Perché è fondamentale parlare di legalità nelle scuole?
“Perché i giovani rappresentano il presente. Senza consapevolezza, senza conoscenza dei fenomeni criminali e senza un’educazione civica solida, il rischio è quello di formare cittadini disinteressati o, peggio ancora, conniventi. Le mafie e la corruzione si nutrono dell’indifferenza. Parlare con gli studenti significa offrire loro strumenti per comprendere e reagire”.
Qual è il ruolo del giornalismo in questa missione?

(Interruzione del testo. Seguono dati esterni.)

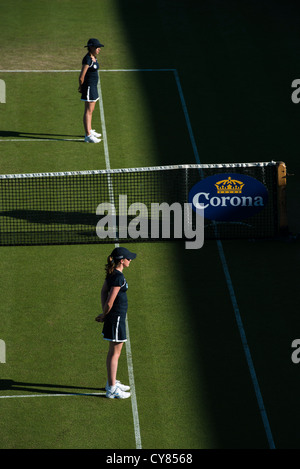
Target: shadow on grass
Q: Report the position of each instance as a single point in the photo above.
(11, 385)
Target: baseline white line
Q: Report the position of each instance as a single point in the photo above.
(42, 140)
(15, 396)
(136, 423)
(231, 291)
(102, 70)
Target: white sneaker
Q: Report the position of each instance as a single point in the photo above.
(93, 132)
(91, 139)
(114, 392)
(121, 386)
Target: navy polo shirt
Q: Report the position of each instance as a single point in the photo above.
(117, 279)
(91, 77)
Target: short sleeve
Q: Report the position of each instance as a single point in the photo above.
(87, 60)
(117, 280)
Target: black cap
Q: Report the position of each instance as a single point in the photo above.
(122, 253)
(94, 43)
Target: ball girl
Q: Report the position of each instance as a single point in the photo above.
(114, 307)
(88, 80)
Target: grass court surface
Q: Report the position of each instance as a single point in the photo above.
(193, 381)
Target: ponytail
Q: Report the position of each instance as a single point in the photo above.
(110, 266)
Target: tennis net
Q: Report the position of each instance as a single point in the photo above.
(100, 206)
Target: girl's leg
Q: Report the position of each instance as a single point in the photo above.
(87, 117)
(112, 361)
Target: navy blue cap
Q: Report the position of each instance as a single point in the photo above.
(122, 253)
(94, 43)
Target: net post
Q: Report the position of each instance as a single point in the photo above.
(281, 198)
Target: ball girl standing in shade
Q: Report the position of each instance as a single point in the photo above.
(88, 80)
(114, 307)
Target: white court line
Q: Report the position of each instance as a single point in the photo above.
(136, 423)
(29, 139)
(15, 396)
(231, 291)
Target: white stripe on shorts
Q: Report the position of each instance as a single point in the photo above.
(117, 328)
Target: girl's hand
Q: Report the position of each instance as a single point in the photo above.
(100, 318)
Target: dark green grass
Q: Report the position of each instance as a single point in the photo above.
(236, 63)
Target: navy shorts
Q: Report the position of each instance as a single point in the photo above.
(114, 328)
(89, 93)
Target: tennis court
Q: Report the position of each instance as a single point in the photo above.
(209, 355)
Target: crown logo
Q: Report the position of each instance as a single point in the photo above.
(229, 186)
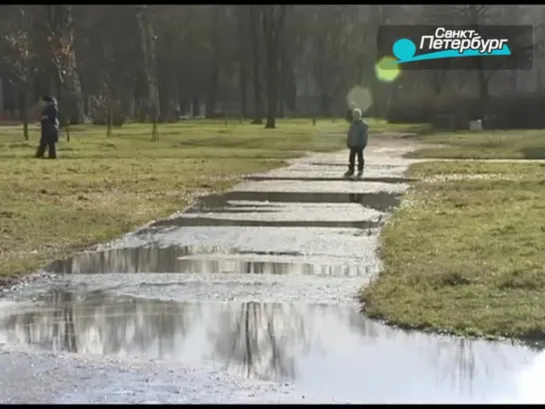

“Il giornalismo ha il compito di informare, approfondire e denunciare. Oggi il rischio della disinformazione e delle fake news è altissimo, soprattutto tra i giovani, che spesso si affidano ai social per informarsi. È fondamentale offrire loro un’informazione corretta e indipendente, che smascheri le dinamiche di potere illegale e renda visibili le battaglie di chi ogni giorno lotta per la giustizia”.
Quali strumenti possono essere utilizzati per coinvolgere gli studenti?
“I metodi tradizionali, come le lezioni frontali, sono importanti, ma non bastano. Servono laboratori interattivi, incontri con testimoni diretti della lotta alla criminalità organizzata e casi concreti che li coinvolgano attivamente. La narrazione è fondamentale: raccontare storie di chi ha avuto il coraggio di dire no all’illegalità può ispirare e far comprendere che ogni scelta ha un peso”.
Quanto conta il linguaggio nel trasmettere messaggi di legalità ai giovani?
“Moltissimo. Bisogna saper comunicare in modo chiaro, diretto e coinvolgente. I giovani si annoiano con discorsi istituzionali e astratti, ma reagiscono quando si sentono coinvolti emotivamente. Raccontare storie, usare un linguaggio vicino a loro, proporre esempi reali è il modo più efficace per sensibilizzarli”.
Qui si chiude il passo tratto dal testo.